Hewlett-Packard is not letting a little thing like the biggest potential IT merger in history stop it from introducing new storage products.
The company on Monday introduced the latest version of its suite of in-band storage virtualization technology, a follow-up to its July, 2001 acquisition of StorageApps.
The StorageApps SV3000, expected to ship next month, supports virtualization of HP, Compaq Computer and EMC storage arrays in heterogeneous environments.
Virtualization puts storage devices into a heterogeneous pool, while freeing customers from worrying about which vendor's array is connected to which system, said Genevieve Sullivan, marketing and operations manager for storage at HP. This improves storage utilization while cutting management costs, she said.
The SV3000 virtualization appliance is aimed at midsize businesses, especially those running Microsoft Exchange, since these clients typically have limited resources and cash available to take advantage of high-end storage solutions, Sullivan said.
The appliance offers 14 Fibre Channel ports supporting 2-Gbit-per-second throughput, eliminating the need to purchase a Fibre Channel switch, Sullivan said.
The unit was enhanced to improve data replication and mirroring, including peer nodes to recover quickly if there is any failure during the data mirroring process, Sullivan said. The appliance allows a mirroring operation to be paused temporarily and then resume as needed. Other capabilities include mirroring a single LUN (logical unit number) to multiple remote LUNs, and compacted point-in-time data images, which reduces the amount of storage capacity needed for point-in-time copying of data.
Other new enhancements include support for Linux, as well as an upgrade path to iSCSI once the iSCSI standard is finalized, Sullivan said.
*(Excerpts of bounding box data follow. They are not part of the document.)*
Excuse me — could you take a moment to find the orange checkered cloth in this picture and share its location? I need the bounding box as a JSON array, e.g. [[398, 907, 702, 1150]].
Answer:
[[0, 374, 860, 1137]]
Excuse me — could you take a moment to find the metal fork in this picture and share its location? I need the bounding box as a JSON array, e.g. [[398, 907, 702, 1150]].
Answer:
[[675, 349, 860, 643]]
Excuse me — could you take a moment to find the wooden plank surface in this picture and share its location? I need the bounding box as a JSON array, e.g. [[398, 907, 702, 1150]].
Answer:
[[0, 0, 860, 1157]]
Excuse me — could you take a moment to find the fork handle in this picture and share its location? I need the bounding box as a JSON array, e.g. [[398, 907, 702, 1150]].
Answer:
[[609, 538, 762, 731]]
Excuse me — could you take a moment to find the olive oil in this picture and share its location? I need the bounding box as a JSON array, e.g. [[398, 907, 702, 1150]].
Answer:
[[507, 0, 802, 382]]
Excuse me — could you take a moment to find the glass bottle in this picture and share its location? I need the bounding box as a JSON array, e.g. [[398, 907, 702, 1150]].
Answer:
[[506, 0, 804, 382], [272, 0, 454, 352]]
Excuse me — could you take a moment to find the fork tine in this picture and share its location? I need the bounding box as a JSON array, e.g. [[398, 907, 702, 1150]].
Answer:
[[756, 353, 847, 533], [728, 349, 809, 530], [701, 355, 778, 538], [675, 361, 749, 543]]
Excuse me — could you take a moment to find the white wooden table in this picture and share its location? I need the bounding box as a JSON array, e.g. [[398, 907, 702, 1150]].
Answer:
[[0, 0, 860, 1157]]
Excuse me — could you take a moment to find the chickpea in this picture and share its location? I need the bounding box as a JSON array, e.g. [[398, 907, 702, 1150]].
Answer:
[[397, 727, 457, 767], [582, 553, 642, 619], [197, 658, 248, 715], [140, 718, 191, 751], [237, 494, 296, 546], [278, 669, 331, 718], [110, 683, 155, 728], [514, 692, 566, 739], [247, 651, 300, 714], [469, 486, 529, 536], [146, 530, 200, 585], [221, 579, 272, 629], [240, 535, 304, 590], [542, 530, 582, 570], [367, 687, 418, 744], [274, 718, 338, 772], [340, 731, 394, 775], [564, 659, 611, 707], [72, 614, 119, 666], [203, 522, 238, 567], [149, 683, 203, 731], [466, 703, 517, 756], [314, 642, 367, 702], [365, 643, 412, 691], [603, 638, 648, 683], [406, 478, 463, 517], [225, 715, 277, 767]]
The SV3000 is expected to have a list price of about $125,000, compared with $270,000 for its current SANlink storage virtualization appliance, which was sold direct by HP to large enterprises, Sullivan said.
"[The SV3000 gives solution providers entry into a space they have not had access to before," she said. "They can now approach users other than HP users, and really bring virtualization to the NT marketplace."